La garde des Sceaux doit présenter ce matin en Conseil des ministres un texte complétant la loi sur la rétention de sûreté pour renforcer le contrôle des criminels après la prison.

rachida datiLa ministre de la Justice Rachida Dati, le 16 octobre 2008 © France 2

La garde des Sceaux, Rachida Dati, présente mercredi au conseil des ministres un projet de loi relatif à la surveillance des criminels dangereux qui lui avait été demandé par Nicolas Sarkozy après les propositions du Premier président de la Cour de cassation, Vincent Lamanda. Ce nouveau projet de loi "tendant à amoindrir le risque de récidive criminelle et portant diverses dispositions de procédure pénale" a été rédigé après la décision du Conseil constitutionnel de rendre inapplicables certaines dispositions de la loi sur la rétention de sûreté promulguée en février.
  
A la suite de cette censure partielle des Sages, le président Sarkozy s'était tourné vers Vincent Lamanda, provoquant une polémique, et ce dernier avait formulé début juin 23 propositions destinées à réduire le risque de récidive des condamnés dangereux. L'objectif du nouveau texte, a-t-on expliqué mardi à la Chancellerie, "est de renforcer la surveillance des personnes qui ne pourront pas être placées en rétention de sûreté à leur libération".

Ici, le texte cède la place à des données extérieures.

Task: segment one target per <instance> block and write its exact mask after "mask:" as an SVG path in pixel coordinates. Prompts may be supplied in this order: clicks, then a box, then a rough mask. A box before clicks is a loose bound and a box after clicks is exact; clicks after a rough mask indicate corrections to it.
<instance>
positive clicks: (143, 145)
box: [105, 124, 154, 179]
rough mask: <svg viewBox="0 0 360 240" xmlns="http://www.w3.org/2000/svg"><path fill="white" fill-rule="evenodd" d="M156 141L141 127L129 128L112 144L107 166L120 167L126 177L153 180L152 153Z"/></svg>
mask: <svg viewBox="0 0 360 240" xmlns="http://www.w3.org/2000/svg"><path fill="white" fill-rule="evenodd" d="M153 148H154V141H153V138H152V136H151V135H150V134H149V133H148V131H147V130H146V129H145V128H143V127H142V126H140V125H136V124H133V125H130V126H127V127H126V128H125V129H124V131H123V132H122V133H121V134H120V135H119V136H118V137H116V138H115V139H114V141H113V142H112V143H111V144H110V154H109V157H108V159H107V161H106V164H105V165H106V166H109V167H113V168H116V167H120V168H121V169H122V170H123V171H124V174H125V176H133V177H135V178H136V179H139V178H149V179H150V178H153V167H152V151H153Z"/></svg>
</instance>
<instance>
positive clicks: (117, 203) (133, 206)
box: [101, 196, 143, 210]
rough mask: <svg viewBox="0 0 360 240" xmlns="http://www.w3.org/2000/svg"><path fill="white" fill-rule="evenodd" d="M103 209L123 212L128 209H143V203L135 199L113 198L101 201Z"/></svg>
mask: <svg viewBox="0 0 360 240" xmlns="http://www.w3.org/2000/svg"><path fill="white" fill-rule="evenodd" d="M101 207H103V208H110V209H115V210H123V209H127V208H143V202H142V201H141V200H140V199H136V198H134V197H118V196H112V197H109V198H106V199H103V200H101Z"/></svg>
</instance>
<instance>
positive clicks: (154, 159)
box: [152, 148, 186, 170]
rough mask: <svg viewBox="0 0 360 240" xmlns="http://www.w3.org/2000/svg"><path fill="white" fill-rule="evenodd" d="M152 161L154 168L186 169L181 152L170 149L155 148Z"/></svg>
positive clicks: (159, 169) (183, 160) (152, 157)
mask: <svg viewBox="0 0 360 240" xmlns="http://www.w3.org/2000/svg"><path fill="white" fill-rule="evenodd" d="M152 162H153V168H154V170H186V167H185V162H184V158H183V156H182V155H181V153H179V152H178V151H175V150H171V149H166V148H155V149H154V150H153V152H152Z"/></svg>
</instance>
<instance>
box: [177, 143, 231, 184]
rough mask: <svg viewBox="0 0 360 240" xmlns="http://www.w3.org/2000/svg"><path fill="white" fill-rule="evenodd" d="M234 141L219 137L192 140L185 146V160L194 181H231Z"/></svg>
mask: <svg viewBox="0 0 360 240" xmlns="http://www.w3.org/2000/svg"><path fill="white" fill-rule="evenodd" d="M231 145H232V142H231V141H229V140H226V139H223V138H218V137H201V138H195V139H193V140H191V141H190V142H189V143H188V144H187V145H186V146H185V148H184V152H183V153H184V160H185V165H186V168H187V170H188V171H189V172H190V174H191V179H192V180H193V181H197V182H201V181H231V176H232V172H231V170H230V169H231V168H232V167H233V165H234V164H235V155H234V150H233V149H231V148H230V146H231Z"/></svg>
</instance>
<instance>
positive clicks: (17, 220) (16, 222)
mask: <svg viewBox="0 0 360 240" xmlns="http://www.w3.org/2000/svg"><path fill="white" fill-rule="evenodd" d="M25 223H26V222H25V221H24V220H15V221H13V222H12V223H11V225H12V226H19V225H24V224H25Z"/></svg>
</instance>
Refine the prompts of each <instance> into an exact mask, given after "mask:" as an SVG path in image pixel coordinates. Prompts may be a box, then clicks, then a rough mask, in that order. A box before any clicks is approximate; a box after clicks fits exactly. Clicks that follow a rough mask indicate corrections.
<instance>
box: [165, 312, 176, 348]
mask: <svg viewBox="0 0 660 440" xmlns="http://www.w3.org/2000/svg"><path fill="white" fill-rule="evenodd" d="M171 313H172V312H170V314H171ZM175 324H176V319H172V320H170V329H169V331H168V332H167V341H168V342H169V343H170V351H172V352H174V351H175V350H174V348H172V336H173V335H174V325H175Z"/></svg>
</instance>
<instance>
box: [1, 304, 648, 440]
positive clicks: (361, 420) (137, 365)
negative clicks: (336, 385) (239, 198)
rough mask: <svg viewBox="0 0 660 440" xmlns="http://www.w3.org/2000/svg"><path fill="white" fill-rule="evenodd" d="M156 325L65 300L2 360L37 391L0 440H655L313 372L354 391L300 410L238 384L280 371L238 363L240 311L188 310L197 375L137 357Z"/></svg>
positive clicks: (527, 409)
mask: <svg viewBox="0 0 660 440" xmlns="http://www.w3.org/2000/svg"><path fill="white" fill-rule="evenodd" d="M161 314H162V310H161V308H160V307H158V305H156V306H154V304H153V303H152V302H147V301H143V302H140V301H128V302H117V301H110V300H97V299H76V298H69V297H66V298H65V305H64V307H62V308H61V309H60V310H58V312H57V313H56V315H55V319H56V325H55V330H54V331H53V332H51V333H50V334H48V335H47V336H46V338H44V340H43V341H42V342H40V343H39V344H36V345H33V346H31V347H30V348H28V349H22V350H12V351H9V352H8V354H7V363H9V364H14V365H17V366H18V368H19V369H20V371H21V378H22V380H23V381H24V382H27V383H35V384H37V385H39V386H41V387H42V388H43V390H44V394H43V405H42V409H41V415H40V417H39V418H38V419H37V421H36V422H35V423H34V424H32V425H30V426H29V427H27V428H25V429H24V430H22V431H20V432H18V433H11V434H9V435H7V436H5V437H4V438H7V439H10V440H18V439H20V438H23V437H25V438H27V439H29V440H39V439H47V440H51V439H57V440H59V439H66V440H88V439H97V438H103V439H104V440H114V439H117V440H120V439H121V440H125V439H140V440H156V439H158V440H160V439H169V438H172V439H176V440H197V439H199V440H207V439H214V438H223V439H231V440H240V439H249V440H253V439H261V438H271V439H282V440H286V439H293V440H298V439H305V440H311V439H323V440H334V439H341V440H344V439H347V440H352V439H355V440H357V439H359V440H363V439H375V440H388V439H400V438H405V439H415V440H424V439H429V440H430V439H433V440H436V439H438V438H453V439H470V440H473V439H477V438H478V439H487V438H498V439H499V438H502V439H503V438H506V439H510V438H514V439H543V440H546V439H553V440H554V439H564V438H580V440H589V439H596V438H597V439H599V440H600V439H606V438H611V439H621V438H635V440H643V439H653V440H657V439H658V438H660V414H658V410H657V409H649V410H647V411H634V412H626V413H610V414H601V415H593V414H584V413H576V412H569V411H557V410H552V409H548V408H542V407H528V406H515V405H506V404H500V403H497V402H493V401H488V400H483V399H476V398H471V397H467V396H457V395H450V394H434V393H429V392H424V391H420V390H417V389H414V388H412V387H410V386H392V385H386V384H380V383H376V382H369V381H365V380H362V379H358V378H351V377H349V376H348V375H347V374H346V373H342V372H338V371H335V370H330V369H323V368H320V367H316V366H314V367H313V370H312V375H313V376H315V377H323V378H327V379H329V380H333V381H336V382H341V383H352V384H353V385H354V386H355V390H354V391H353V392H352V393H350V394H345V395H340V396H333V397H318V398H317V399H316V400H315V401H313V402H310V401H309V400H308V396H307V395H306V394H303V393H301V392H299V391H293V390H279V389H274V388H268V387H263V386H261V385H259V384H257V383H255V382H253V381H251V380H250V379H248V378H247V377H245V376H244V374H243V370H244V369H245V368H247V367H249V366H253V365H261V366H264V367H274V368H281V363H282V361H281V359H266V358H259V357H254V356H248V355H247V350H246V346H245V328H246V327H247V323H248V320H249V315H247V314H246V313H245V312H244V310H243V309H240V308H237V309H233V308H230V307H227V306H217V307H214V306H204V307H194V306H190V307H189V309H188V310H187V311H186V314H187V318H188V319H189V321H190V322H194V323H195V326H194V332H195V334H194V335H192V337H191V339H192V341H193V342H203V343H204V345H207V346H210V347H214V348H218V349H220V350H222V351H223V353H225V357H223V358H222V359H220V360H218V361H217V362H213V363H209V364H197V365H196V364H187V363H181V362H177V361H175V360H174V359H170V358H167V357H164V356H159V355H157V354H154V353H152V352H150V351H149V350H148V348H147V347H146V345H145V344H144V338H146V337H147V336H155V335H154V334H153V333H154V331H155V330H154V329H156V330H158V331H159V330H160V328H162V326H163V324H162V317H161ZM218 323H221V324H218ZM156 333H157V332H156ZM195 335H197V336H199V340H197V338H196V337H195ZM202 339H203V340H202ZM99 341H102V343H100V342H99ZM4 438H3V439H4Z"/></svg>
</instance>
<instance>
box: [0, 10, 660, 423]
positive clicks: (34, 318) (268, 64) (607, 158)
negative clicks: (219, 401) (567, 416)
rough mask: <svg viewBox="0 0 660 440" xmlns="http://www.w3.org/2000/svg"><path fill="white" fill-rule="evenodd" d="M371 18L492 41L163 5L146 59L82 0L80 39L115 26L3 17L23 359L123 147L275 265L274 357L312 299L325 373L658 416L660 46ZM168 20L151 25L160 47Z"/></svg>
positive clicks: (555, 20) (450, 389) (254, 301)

Mesures adaptées à l'évolution du comportement
  
Désormais les obligations imposées dans le cadre de la "surveillance de sûreté" (bracelet électronique mobile, soins...) pourront être "allégées ou renforcées" au fil du temps en fonction de "l'évolution du comportement" du condamné en fin de peine. En outre, le retour en prison pour manquement aux obligations d'une surveillance judiciaire (régime créé en 2005 n'impliquant pas le bracelet mobile) pourra se doubler d'un placement sous surveillance de sûreté une fois la  peine intégralement purgée, selon Guillaume Didier, porte-parole de Mme Dati.
  
La loi sur la rétention de sûreté promulguée le 25 février 2008 prévoit que les personnes condamnées à 15 ans de prison ou plus, notamment pour des crime de sang ou des viols aggravés, puissent être retenues dans des centres fermés à la fin de leur peine si elles sont considérées toujours dangereuses. Fin février, le Conseil constitutionnel avait jugé que cette mesure ne pouvait s'appliquer aux criminels condamnés avant la publication de la loi ou pour des faits commis antérieurement. Toutefois, dés la fin 2008, des centres fermés doivent être susceptibles d'accueillir des personnes qui ne respecteraient pas le régime de "surveillance de sûreté" créé par la même loi et applicable à leur sortie aux détenus présentant un risque de récidive. Rachida Dati doit visiter jeudi à Fresnes (Val-de-Marne) le premier de ces centres fermés, baptisés "centres de rétention socio-médico-judiciaire de sûreté".